Halbuki benim benden başka kimseye ihtiyacım yoktu. Bana benliğimde değer veren ne varsa kendi duygularımdı.

Beynimin yorgunlukla harmanlandığı birkaç saniye içerisinde, artık bilinçaltımın düzeldiğini anlamam fazla uzun sürmemişti.

Brand'ın sesini duyuyordum ama sanki bana aşkla seslenen bir adamın sesinden fazlaca uzaktı.

"Şu siktiğimin dünyasında doktorunuz yok mu!" diye hırlarcasına bağırıyordu.

Gözlerimi açamıyordum. Dudaklarım kurumuş ve iyice birbirine yapışmıştı. Boğazım ise yeterince pürüzlü ve aksi gibi sanki yıllarca susuz kalmışım hissini veriyordu elime.

Sırtım rahattı çünkü burada yeterince rahat hissettirilmek için yatağa yatırılmıştım.

Aldığım derin nefesi burnumdan verirken, herkesin duyabileceği nitelikte sinirle yapmıştım bunu.

Saniyeler sonrası Brand'ın ince parmaklarını alnımın üzerinde, oradan da saçlarımdan kayarken hissettim.

"güzelim, canımın parçası" ince bir fısıltıyla bana verdiği değeri onun ağzından duymak her şeye bedeldi.

Göz kapaklarımın ağırlığı yeterince acı veriyorken, zorlukla yutkundum.

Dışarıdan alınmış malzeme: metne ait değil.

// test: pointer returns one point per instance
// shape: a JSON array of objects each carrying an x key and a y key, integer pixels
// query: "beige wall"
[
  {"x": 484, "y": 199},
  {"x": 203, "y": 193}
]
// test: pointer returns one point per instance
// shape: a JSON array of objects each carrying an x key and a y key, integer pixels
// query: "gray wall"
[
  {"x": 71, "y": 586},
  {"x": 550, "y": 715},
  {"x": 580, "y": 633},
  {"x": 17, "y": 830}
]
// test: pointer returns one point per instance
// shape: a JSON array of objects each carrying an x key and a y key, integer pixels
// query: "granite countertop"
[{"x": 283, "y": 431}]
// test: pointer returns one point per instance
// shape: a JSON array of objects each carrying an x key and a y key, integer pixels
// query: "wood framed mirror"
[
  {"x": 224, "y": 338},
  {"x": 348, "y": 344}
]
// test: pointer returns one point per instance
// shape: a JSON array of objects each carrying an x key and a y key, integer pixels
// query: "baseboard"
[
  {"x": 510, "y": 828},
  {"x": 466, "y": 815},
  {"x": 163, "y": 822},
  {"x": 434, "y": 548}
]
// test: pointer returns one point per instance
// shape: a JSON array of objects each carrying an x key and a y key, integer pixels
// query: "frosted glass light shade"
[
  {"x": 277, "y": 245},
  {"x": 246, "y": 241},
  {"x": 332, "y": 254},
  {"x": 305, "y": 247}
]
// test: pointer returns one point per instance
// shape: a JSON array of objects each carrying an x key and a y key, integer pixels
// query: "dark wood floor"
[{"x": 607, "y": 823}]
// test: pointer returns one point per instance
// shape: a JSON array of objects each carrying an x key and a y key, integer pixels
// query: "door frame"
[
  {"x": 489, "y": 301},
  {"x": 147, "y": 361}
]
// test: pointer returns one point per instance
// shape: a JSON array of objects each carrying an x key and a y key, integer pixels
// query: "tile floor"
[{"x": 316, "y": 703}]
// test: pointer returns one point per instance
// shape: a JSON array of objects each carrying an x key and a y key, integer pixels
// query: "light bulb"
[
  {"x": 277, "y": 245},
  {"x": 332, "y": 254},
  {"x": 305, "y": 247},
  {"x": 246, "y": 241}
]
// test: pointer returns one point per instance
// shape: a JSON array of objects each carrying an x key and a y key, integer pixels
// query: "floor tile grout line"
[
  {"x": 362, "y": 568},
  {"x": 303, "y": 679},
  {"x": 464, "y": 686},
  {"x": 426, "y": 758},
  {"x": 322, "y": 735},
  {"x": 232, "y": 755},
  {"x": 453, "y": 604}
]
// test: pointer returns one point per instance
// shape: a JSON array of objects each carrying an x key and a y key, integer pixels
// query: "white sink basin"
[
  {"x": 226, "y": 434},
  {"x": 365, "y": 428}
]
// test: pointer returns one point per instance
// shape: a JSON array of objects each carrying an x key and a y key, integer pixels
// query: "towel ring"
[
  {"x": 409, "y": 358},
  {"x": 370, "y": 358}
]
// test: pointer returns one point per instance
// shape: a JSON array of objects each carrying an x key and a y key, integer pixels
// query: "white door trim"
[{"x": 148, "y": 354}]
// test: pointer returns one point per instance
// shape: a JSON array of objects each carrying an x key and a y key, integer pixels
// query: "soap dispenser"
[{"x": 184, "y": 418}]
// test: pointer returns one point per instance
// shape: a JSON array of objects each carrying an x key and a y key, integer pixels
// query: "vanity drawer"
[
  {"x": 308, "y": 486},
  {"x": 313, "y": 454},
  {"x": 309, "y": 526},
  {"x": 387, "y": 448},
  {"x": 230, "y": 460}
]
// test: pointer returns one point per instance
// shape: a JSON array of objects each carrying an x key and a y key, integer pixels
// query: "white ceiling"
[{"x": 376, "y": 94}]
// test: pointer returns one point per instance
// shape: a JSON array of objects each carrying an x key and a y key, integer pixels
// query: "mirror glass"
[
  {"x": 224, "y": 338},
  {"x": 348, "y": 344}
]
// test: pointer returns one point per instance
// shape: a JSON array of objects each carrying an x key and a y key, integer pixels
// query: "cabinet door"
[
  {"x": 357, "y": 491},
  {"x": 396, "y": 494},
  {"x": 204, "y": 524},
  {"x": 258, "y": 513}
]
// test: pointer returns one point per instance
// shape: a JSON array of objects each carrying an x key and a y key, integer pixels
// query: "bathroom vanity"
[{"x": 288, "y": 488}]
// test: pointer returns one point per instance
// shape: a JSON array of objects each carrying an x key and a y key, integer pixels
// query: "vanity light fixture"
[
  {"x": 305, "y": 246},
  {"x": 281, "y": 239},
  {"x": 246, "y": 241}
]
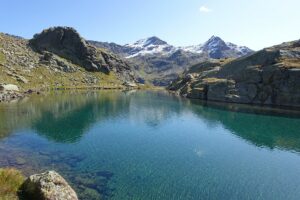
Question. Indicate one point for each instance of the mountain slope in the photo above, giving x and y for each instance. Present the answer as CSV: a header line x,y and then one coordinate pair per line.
x,y
268,77
159,63
59,57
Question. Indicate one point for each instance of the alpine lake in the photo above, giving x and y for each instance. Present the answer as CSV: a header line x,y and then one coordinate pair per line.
x,y
154,146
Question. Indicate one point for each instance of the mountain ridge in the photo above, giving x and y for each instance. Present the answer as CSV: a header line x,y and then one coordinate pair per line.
x,y
157,62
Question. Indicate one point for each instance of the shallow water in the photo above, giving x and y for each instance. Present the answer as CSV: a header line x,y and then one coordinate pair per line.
x,y
153,145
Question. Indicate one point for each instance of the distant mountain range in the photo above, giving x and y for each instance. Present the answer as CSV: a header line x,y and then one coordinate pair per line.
x,y
157,62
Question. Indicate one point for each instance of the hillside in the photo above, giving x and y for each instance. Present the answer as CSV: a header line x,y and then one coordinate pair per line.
x,y
59,58
268,77
157,62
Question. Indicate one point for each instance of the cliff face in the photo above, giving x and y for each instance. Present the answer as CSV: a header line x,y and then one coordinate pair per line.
x,y
268,77
59,57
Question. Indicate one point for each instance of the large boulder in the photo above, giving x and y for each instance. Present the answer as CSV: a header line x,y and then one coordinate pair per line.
x,y
47,186
9,87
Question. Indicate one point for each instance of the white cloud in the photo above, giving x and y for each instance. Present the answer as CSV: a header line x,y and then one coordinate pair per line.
x,y
205,9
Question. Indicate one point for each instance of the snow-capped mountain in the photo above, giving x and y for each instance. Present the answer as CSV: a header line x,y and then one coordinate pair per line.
x,y
152,45
216,48
158,62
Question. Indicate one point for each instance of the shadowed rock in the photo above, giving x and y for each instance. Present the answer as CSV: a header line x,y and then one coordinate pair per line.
x,y
268,77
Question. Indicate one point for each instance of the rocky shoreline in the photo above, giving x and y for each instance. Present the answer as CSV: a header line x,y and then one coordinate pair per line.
x,y
268,77
45,186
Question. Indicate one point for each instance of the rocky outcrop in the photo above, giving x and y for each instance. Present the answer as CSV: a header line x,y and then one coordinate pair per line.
x,y
268,77
47,186
9,92
67,43
59,58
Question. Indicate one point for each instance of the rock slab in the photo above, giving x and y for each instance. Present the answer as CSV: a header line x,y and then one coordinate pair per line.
x,y
48,186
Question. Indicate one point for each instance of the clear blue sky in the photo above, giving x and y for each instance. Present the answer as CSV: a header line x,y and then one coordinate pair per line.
x,y
255,23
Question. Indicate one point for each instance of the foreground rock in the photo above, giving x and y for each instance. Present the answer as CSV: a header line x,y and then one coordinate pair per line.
x,y
267,77
9,92
48,186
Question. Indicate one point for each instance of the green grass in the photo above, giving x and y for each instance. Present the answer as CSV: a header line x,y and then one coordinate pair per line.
x,y
10,182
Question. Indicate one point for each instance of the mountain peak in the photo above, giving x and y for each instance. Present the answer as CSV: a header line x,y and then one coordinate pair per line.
x,y
214,41
148,42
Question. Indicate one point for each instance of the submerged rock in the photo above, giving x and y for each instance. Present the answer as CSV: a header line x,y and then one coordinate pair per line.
x,y
48,186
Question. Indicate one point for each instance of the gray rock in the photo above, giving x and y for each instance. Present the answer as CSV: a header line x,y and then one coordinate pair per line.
x,y
267,77
48,186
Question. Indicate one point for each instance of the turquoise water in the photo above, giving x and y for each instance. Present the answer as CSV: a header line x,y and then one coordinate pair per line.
x,y
153,145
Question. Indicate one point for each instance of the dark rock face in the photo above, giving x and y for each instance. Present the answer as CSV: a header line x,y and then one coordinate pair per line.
x,y
67,43
268,77
48,186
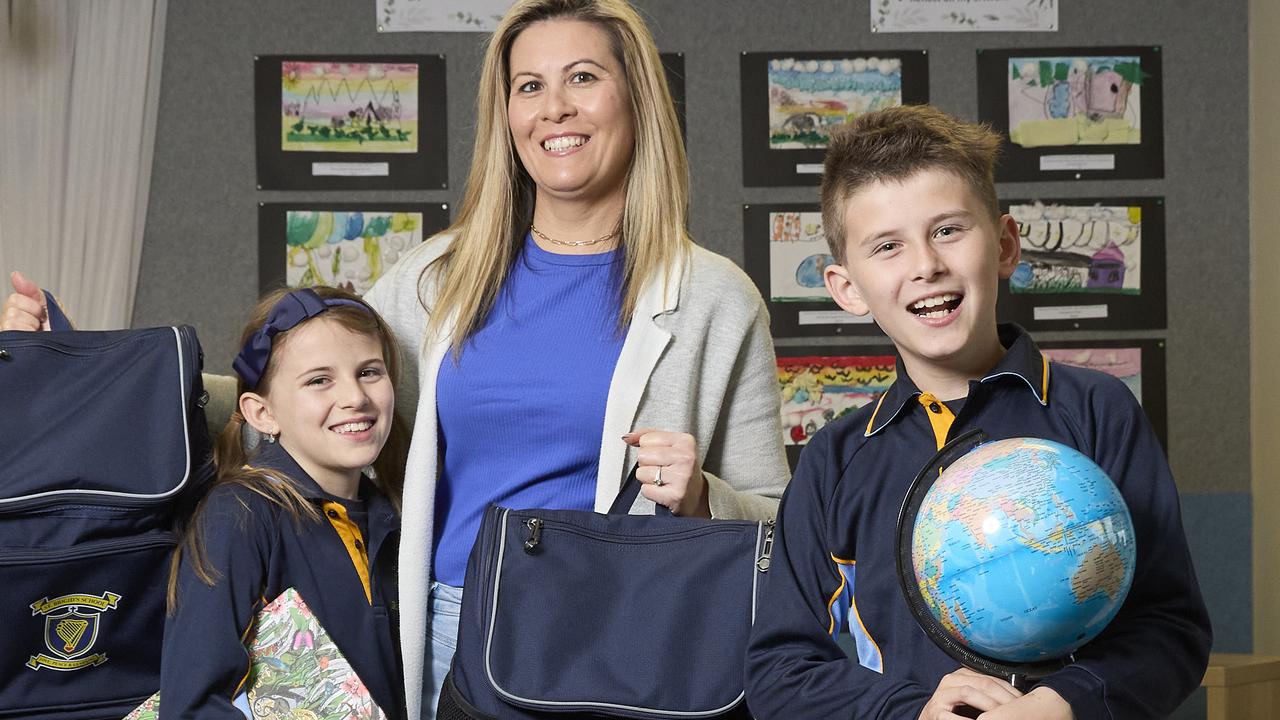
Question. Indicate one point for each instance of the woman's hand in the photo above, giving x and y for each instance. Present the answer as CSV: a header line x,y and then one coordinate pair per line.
x,y
670,473
24,309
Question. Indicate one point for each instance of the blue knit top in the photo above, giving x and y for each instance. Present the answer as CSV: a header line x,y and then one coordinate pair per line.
x,y
522,409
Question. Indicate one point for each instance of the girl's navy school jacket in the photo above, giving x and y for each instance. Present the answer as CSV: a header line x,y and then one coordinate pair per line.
x,y
259,550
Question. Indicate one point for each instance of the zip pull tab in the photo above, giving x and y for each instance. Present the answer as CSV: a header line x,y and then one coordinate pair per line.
x,y
766,557
535,534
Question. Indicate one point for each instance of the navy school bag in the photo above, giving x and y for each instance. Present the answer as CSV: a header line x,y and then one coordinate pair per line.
x,y
576,614
103,443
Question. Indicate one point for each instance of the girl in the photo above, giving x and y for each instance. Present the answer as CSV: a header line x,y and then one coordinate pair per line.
x,y
316,372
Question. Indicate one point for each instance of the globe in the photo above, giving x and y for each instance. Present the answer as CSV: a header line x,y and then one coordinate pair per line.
x,y
1022,551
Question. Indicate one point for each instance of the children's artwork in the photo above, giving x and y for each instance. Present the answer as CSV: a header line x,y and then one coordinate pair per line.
x,y
1124,363
808,98
1087,263
1075,100
1074,113
791,101
348,106
798,255
347,250
1095,249
346,245
1138,363
785,254
821,388
296,670
964,16
350,122
440,16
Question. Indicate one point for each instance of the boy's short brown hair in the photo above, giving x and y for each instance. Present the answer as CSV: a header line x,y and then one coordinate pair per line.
x,y
892,145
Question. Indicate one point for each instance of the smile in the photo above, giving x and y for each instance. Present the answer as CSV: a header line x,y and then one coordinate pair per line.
x,y
565,142
937,306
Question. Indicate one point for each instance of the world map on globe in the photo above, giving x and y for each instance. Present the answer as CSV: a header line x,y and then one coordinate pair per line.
x,y
1023,550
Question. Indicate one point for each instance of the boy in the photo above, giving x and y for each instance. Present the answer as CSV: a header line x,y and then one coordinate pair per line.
x,y
909,208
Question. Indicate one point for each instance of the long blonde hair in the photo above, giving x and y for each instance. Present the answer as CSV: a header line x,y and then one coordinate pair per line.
x,y
498,204
232,459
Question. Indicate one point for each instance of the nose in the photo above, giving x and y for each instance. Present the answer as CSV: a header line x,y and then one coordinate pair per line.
x,y
927,264
557,105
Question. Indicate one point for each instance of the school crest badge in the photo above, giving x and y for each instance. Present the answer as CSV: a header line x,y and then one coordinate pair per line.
x,y
71,630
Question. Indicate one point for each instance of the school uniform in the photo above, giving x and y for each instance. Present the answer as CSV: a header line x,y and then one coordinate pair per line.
x,y
342,565
835,557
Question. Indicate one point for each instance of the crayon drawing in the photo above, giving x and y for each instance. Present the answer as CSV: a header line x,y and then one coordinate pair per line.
x,y
348,250
1092,249
1124,363
798,254
1055,101
817,390
808,98
348,106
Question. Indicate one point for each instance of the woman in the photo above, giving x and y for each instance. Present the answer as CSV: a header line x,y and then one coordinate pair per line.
x,y
566,327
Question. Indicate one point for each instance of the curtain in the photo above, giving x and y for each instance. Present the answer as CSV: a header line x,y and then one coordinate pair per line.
x,y
80,85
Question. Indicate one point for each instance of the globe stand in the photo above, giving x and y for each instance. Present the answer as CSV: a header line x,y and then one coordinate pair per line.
x,y
1020,674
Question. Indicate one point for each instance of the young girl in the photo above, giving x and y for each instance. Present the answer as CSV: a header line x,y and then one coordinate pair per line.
x,y
316,372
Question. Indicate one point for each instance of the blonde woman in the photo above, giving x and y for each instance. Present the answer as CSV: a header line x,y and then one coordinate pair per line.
x,y
566,327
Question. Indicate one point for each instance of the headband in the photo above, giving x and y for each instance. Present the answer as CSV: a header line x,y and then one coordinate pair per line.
x,y
286,314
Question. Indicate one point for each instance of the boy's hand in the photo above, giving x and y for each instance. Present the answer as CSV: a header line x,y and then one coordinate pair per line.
x,y
968,691
1041,703
24,309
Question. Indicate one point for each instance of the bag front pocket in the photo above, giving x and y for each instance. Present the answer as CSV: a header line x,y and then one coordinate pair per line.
x,y
82,627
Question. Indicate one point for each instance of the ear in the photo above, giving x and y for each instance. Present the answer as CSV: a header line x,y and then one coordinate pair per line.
x,y
1010,246
842,290
257,414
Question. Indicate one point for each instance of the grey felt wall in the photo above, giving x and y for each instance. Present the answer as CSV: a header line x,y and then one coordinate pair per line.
x,y
199,263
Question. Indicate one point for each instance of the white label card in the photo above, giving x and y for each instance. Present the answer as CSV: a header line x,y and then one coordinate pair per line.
x,y
831,318
1078,163
1070,313
351,169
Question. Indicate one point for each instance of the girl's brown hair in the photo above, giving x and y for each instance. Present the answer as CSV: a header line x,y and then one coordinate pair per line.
x,y
233,461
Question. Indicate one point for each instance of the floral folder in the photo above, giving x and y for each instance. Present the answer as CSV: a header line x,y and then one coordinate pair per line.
x,y
297,671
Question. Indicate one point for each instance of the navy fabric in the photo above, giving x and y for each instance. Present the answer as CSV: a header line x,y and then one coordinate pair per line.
x,y
618,615
260,551
534,381
104,443
284,315
837,528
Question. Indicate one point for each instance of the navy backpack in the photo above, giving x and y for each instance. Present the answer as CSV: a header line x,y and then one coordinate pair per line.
x,y
103,442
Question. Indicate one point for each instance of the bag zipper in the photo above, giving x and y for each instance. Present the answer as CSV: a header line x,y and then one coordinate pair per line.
x,y
10,557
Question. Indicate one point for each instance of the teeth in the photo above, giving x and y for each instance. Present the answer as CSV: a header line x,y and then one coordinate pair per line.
x,y
933,301
563,142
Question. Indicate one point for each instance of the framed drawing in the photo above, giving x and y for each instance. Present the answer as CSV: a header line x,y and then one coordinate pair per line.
x,y
821,384
1139,363
785,254
350,122
1088,263
1074,113
339,244
792,100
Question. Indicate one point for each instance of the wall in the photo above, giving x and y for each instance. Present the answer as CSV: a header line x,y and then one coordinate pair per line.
x,y
199,263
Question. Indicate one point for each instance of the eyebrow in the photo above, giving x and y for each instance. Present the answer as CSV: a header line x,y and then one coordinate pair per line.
x,y
565,69
933,220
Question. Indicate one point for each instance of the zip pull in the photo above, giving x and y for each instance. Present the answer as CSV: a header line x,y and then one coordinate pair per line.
x,y
535,534
764,560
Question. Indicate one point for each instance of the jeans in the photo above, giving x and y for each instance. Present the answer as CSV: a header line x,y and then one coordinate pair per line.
x,y
446,605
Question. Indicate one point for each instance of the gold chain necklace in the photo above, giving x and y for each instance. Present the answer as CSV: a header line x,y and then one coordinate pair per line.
x,y
575,244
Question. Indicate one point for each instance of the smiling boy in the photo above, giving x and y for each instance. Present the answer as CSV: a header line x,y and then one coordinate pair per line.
x,y
910,213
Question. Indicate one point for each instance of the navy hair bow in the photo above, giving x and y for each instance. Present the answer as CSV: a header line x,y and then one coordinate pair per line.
x,y
286,314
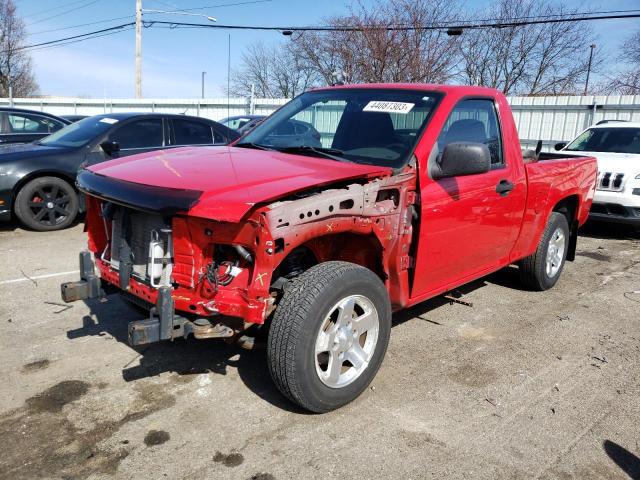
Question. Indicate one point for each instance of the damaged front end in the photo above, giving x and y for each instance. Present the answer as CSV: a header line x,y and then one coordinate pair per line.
x,y
218,279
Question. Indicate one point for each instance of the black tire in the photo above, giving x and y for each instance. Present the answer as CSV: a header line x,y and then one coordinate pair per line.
x,y
47,203
303,309
533,269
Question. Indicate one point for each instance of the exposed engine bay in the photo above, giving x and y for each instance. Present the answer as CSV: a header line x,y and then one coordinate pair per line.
x,y
221,278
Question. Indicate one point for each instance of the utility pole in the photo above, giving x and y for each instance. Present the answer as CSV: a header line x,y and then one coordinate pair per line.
x,y
138,48
586,83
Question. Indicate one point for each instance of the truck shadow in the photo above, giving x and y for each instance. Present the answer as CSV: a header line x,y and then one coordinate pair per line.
x,y
192,357
623,458
181,357
603,231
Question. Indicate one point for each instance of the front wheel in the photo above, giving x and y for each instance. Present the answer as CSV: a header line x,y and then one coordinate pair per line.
x,y
542,270
47,203
329,335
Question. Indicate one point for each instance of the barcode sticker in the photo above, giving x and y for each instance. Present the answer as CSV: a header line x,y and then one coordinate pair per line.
x,y
388,107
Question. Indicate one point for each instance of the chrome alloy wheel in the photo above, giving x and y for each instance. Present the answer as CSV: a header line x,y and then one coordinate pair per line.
x,y
555,252
346,341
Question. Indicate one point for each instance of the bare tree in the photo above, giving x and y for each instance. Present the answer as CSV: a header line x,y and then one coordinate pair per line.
x,y
379,52
627,82
530,59
15,63
274,72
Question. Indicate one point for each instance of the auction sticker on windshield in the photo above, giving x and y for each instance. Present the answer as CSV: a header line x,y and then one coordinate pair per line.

Zorda olsa yarım yamalak gözlerimi araladım ve bulanık bir şekilde onu gördüm.

Brand'ı..

Sevdiğini kaybetme korkusu yaşayan bir adam ne hale gelebilirse, tam anlamıyla o hale gelmişti.

Sağ tarafta duran kırmızı saçları, sol tarafındaki beyaz saçlarının arasına gelişigüzel karışmış, göz altlarında halka halka morluklar belirivermişti.

Bitap içinde olan dudaklarımı dilimle ıslatıp sevdiğim adamın adını söylemeye zorladım kendimi. "B-Brand."

Kasıklarımda çok hafif bir sızı peyda oluyordu.

Brand tam baş ucuma doğru diz çökerek elini saçlarımın arasına daldırdı ve alnımda dolgun dudaklarını hissetmemi sağladı. "Geçti güzelim, ben buradayım."

Korkuyordum, ona hissettirmekten kaçabilir miydim bilemiyorum ama hayatımda hiç olmadığı kadar korkuyordum.

Oğlumu bu dünyada doğurmak, hele ki biyolojik babasının nefes aldığı bu lanet yerde dünyaya getirmek, benim için kalbimin bıçak altına yatması demekti.